Ross paid people well and allowed Ostin at Warner-Reprise, Ahmet Ertegun at Atlantic and Krasnow at Elektra to operate without much interference, so that while becoming a giant WEA somehow managed to remain artist-oriented; as country music became more important than ever, releases by Emmylou Harris, Hank Williams Jr, the Forrester Sisters, Dwight Yoakam, Randy Travis etc had integrity in their production that was a company trademark. The only person who ever outsharked Ross was David Geffen, and that was a gamble that paid off. But the magic couldn't last for ever. Ross engineered a merger between Warner Communications and Time Inc. in 1990 and Time-Warner became one of the biggest media companies in the world; Geffen had been given his Geffen Records, created and sustained with Warner Brothers' money; Ross's friends Clint Eastwood, Barbra Streisand and Steven Spielberg all got stock options; but the new company was too big, one part of it worrying about the state of the nation while another part sold records urging cop-killing. Ostin left in 1995 to join Dreamworks SKG Music with Spielberg, Geffen and Jeffrey Katzenberg, and a Warner executive said in 1996, 'Nothing has been the same ... It's all about money now.' It was always about money, but somehow a few people like Ostin had managed to transcend that.

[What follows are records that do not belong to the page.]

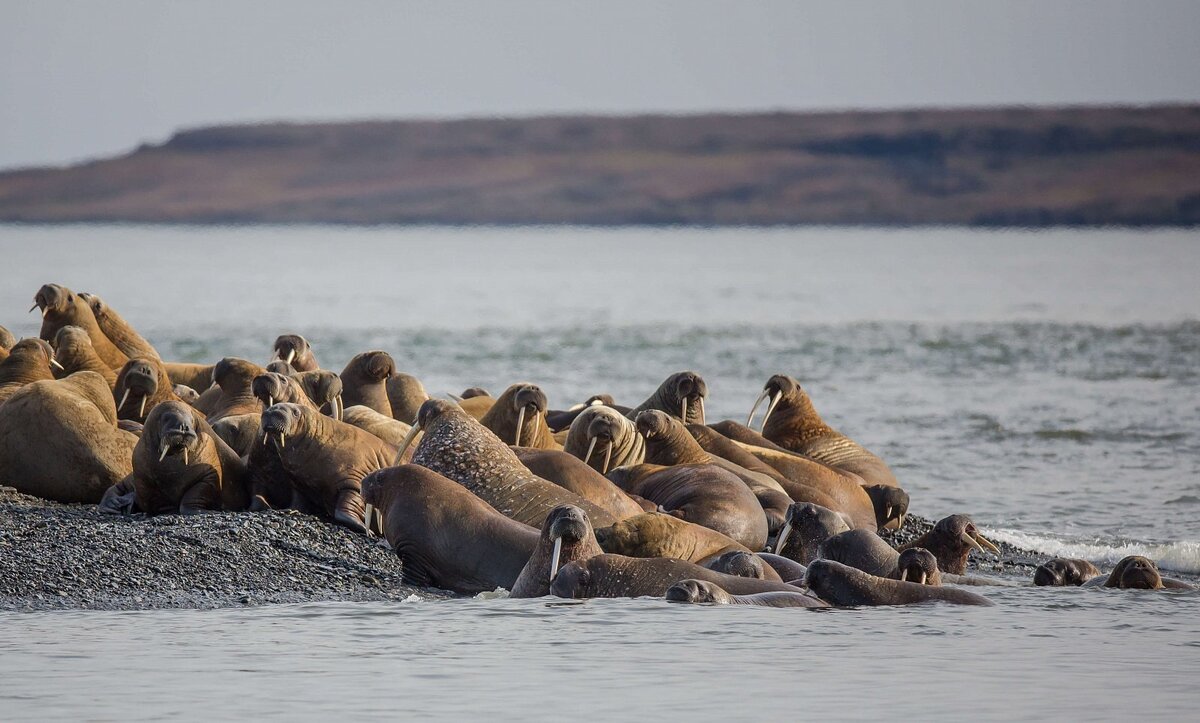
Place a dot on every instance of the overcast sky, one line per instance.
(84, 79)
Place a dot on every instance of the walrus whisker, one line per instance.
(553, 557)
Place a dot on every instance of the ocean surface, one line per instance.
(1045, 383)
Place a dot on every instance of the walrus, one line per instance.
(181, 466)
(61, 308)
(571, 473)
(294, 351)
(705, 592)
(702, 494)
(461, 448)
(604, 440)
(846, 586)
(445, 536)
(324, 460)
(118, 330)
(141, 384)
(1062, 572)
(1137, 573)
(364, 381)
(681, 394)
(660, 535)
(792, 423)
(519, 417)
(616, 575)
(669, 443)
(29, 360)
(565, 537)
(951, 541)
(59, 440)
(406, 394)
(73, 352)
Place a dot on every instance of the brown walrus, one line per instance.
(519, 417)
(702, 494)
(845, 586)
(324, 461)
(604, 438)
(792, 422)
(29, 360)
(364, 381)
(445, 536)
(705, 592)
(616, 575)
(463, 449)
(1062, 572)
(59, 440)
(571, 473)
(565, 537)
(681, 394)
(951, 541)
(294, 351)
(181, 466)
(73, 352)
(118, 330)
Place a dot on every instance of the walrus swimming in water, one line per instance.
(681, 394)
(445, 536)
(792, 422)
(59, 440)
(519, 417)
(61, 308)
(118, 330)
(846, 586)
(463, 449)
(364, 381)
(605, 440)
(324, 460)
(705, 592)
(565, 537)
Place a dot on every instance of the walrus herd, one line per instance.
(481, 493)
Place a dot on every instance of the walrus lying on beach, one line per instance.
(59, 440)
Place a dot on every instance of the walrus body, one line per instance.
(445, 536)
(59, 440)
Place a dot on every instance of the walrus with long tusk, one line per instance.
(681, 394)
(445, 536)
(792, 422)
(461, 448)
(565, 537)
(181, 466)
(60, 308)
(604, 438)
(519, 417)
(118, 330)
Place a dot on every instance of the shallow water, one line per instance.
(1043, 382)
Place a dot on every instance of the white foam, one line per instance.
(1182, 556)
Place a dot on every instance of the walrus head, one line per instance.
(918, 565)
(696, 591)
(171, 431)
(891, 505)
(1135, 573)
(136, 383)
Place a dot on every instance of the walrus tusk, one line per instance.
(408, 440)
(774, 400)
(783, 537)
(553, 557)
(755, 407)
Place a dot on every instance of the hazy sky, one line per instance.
(87, 78)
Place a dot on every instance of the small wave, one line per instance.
(1182, 556)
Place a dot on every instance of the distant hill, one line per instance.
(1075, 166)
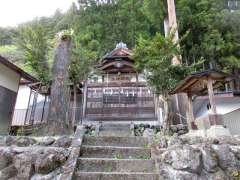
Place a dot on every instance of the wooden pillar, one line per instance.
(74, 107)
(190, 116)
(85, 99)
(43, 111)
(211, 96)
(28, 108)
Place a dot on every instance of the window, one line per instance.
(233, 4)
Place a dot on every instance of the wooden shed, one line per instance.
(10, 76)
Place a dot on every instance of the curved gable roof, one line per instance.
(18, 70)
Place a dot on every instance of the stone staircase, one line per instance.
(114, 157)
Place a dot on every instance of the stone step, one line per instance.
(115, 152)
(113, 165)
(115, 129)
(115, 141)
(122, 133)
(115, 176)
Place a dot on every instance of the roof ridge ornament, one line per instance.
(121, 45)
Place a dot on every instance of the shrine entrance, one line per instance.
(120, 93)
(120, 103)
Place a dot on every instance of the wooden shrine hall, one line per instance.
(119, 93)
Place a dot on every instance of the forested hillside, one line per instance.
(210, 29)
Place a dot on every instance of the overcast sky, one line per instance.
(13, 12)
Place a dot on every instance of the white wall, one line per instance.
(232, 121)
(8, 78)
(22, 97)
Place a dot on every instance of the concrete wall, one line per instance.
(8, 78)
(23, 97)
(232, 122)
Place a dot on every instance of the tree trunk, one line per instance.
(74, 105)
(58, 123)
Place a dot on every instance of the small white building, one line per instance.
(10, 77)
(228, 106)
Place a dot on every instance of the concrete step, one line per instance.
(115, 141)
(115, 176)
(115, 152)
(113, 165)
(117, 132)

Next, Time Warner acquired AOL, the tottering Internet connection, and that was the last straw; the bloated edifice had to be rationalised. By 2007 the Warner Elektra Group, comprising Atlantic, Elektra, and Warner, had shed its ties with AOL and Time, so was miraculously once again the last industry giant that was not part of a conglomerate. They also own Rhino, one of the best reissue labels ever, but whose product is not promoted, e.g. Rare and Unreleased Recordings From the Golden Reign of the Queen of Soul, a 2-CD set of vintage Aretha Franklin, compiled by Jerry Wexler and David Ritz, track-by-track documentation and 18 pages of notes by Wexler. We should have heard about this on TV and in the newspapers, but it's treated like a secret. Strange are the ways of the record biz.